大陽が随分と荒れて、私が受験勉強に集中出来なくなったので、しばらく隆の家に泊まっていたことがある。


おばさんも喜んでくれたっけ。


「みやちゃんがうちに泊まるなんて久しぶりね~」


なんて言って。


中学生でも、幼馴染みは幼馴染みなのだ。


「いや~、隆ん家落ち着くわ。
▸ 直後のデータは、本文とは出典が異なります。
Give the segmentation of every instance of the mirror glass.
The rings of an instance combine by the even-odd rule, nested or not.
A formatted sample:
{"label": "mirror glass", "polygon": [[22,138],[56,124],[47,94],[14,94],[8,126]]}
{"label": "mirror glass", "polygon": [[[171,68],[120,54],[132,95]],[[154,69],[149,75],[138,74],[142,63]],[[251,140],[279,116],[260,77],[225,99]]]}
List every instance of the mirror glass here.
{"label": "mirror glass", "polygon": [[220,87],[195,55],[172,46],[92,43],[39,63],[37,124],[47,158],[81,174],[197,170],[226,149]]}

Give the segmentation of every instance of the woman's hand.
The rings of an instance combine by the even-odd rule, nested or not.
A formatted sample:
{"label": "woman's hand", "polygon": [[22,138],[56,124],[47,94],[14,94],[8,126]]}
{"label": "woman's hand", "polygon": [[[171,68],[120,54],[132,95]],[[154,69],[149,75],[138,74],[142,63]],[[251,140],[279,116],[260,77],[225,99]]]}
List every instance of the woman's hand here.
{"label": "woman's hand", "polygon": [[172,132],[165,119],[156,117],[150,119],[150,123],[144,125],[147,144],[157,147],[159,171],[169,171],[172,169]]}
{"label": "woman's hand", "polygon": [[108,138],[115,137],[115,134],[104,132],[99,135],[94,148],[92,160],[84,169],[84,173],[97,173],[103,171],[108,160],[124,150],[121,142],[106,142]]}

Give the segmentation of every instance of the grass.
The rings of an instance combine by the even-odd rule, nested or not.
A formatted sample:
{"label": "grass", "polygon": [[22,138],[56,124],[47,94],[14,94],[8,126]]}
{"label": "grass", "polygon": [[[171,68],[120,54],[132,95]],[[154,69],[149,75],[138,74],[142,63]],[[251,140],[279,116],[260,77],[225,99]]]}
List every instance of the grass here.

」


そう言って勉強する隆の前で思い切り伸びをする私。


「…自分家だと、大陽くんがうるさいから集中出来ないんだって?」


こっちも見ずに呟く隆を見て、少し嫌な汗が流れる。


「…大陽、毎日なんか蹴っ飛ばすんだよ。
イライラして、私にも怒鳴り散らすし。
母さんいないと、手に追えないよ。」


横にあるテレビを睨んで、呟く私。


「…ふーん…。」


隆はそう言ったきり、なにも言わなくなった。


なんとなく、気まずい。


「………たか」


「雅はさぁ、誰か身内の人が亡くなったこと、ないんだろ。」


隆と呼ぼうとした声と、その声が重なった。


隆は、今度はしっかりとこっちを見ていた。